Rationale: Neurologic prognostication following cardiac arrest remains challenging. Electroencephalography (EEG) can aid with real-time prognostication but the sheer mass of data generated requires an automated analytic approach. In response to the 2023 George B. Moody PhysioNet Challenge, we propose an automated, unsupervised pre-training approach to predict neurologic outcomes after cardiac arrest.
Methods: Our model architecture consisted of three parts: a pre-processor to convert raw EEGs to two-dimensional spectrograms, a three-layer convolutional autoencoder (CAE) for unsupervised pre-training, and a Time Series Transformer (TST). We trained the CAE on randomly selected five-minute EEG samples from the Temple University EEG Corpus (TUEG). We then incorporated the pre-trained encoder into the TST as a base layer and trained the model as a classifier on EEGs from the 2023 PhysioNet Challenge dataset. Model performance was assessed using F1-score with five-fold cross validation. For comparison, a TST with a convolutional base layer that had been randomly initialized, rather than pre-trained, was tested.

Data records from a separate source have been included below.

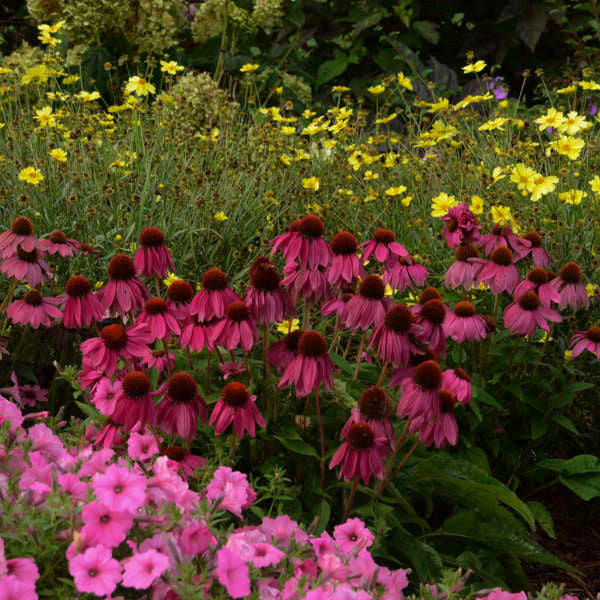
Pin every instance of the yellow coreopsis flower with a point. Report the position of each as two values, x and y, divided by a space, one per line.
58 154
441 204
170 67
405 82
311 183
31 175
475 67
139 86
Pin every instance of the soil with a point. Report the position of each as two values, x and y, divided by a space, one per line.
577 528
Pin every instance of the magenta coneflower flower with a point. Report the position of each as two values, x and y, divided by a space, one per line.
282 353
541 258
503 236
59 243
405 273
266 297
345 267
311 367
462 226
361 454
572 291
459 383
527 314
236 406
157 319
538 280
34 310
499 272
384 247
134 404
237 328
212 301
586 340
394 339
179 300
153 258
368 307
464 324
463 271
19 234
29 267
81 305
115 342
125 292
431 314
181 406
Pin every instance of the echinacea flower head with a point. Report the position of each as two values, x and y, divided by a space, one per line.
95 571
153 257
124 293
360 454
34 310
236 406
181 406
311 367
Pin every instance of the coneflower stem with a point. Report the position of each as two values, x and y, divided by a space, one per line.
351 499
359 355
322 436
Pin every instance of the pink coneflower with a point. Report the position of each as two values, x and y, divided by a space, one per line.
368 307
34 310
431 314
394 339
266 297
384 247
236 406
134 403
157 319
95 571
81 305
462 226
459 383
125 292
237 328
153 258
19 234
527 314
586 340
143 568
464 324
181 406
572 291
503 236
345 267
499 272
29 267
463 271
179 300
59 243
360 455
538 280
541 258
311 367
212 301
405 273
282 353
115 342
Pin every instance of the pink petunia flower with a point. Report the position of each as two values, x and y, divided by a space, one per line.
311 367
236 406
153 258
143 568
95 571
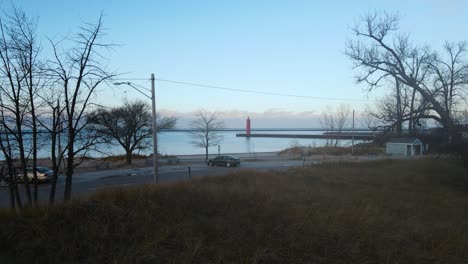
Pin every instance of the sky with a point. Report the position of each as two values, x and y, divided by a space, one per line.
282 47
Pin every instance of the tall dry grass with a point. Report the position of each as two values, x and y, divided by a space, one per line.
377 212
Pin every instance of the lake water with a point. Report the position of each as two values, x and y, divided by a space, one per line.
180 143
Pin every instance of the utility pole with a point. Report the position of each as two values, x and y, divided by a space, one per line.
352 144
155 132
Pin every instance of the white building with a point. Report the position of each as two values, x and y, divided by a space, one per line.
404 147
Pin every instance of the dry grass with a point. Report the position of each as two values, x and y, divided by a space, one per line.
376 212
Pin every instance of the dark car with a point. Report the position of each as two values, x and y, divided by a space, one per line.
43 174
224 160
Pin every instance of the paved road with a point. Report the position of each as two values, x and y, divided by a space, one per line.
87 183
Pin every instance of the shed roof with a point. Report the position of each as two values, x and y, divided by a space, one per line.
405 141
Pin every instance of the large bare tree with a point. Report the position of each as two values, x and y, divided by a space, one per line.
205 131
19 85
129 125
333 121
380 51
78 72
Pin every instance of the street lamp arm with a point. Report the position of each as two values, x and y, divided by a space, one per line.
134 87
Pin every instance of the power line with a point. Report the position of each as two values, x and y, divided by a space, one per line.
235 89
260 92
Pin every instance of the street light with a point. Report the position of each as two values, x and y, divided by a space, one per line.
153 122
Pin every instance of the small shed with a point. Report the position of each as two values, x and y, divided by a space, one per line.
404 147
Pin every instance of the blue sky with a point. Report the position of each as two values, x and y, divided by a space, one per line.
292 47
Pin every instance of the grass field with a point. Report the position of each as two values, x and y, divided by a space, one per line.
377 212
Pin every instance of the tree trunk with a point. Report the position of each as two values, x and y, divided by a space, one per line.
129 156
70 162
399 117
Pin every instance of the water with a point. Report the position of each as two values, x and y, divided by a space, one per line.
180 143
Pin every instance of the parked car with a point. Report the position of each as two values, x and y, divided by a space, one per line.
224 160
43 174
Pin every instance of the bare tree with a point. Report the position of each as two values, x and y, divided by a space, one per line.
18 88
451 76
79 71
333 121
129 125
205 131
381 53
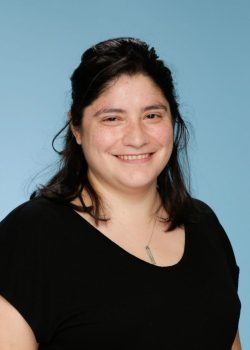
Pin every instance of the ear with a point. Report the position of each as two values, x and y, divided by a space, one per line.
75 130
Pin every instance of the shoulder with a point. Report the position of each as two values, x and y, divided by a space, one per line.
36 214
210 228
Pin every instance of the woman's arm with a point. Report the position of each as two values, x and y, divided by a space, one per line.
15 333
236 344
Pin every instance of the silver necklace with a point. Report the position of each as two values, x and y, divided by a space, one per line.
147 247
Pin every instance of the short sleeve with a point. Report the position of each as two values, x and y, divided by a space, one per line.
219 238
229 252
22 271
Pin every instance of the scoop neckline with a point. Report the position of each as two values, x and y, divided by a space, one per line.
125 252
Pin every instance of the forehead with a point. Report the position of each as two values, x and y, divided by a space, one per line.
132 88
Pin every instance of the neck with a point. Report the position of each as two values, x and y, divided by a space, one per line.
134 206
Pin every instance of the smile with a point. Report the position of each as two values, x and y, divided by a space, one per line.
134 156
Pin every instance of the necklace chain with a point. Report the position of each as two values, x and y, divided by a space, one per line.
147 247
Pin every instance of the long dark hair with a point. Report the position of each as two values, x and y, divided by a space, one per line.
99 65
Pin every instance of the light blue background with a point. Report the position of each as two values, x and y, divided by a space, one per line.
207 46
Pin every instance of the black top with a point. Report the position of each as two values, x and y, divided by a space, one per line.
79 290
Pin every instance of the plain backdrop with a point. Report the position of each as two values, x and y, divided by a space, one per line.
205 43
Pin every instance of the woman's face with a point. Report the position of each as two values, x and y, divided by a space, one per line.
126 135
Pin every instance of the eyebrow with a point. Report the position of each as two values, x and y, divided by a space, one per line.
119 110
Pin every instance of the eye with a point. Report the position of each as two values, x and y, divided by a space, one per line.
152 116
110 119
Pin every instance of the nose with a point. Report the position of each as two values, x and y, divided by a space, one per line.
135 135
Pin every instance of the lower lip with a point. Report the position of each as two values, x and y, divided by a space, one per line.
135 161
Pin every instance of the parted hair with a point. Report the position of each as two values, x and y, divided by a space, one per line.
100 64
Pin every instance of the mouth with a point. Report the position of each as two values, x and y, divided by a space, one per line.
133 157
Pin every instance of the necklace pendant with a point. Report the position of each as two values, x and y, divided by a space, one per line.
150 255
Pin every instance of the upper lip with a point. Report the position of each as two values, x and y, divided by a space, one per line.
132 154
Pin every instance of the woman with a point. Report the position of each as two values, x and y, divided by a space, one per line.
114 251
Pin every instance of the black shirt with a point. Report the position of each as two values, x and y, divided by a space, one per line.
79 290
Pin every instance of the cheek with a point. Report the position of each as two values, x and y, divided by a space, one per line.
164 135
98 139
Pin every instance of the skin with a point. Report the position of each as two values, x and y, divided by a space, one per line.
131 117
127 138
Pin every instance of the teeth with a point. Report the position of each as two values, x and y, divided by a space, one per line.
134 157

Results: The TUEG dataset included 14,927 subjects. The 2023 PhysioNet Challenge dataset included 607 post-cardiac arrest patients with a mean of 189 minutes of EEG data per patient. Neurologic outcomes were classified as "poor” (37.1%) or "good” (62.9%). In a side-by-side comparison, our model performed better when the CAE layer, before being trained in tandem with the TST weights, was pre-trained on unlabeled EEG data, F1-score 0.762 ± 0.017, rather than randomly initialized (0.683 ± 0.032).
Conclusion: The CAE was able to learn latent representations of EEGs by training on a large unlabeled dataset not specifically curated for the task of predicting post-arrest outcomes. These latent representations proved useful for training the TST to predict post-arrest outcomes from the labeled PhysioNet dataset, demonstrating that unlabeled EEG data can be leveraged to improve performance on other modeling tasks that depend on smaller labeled EEG datasets.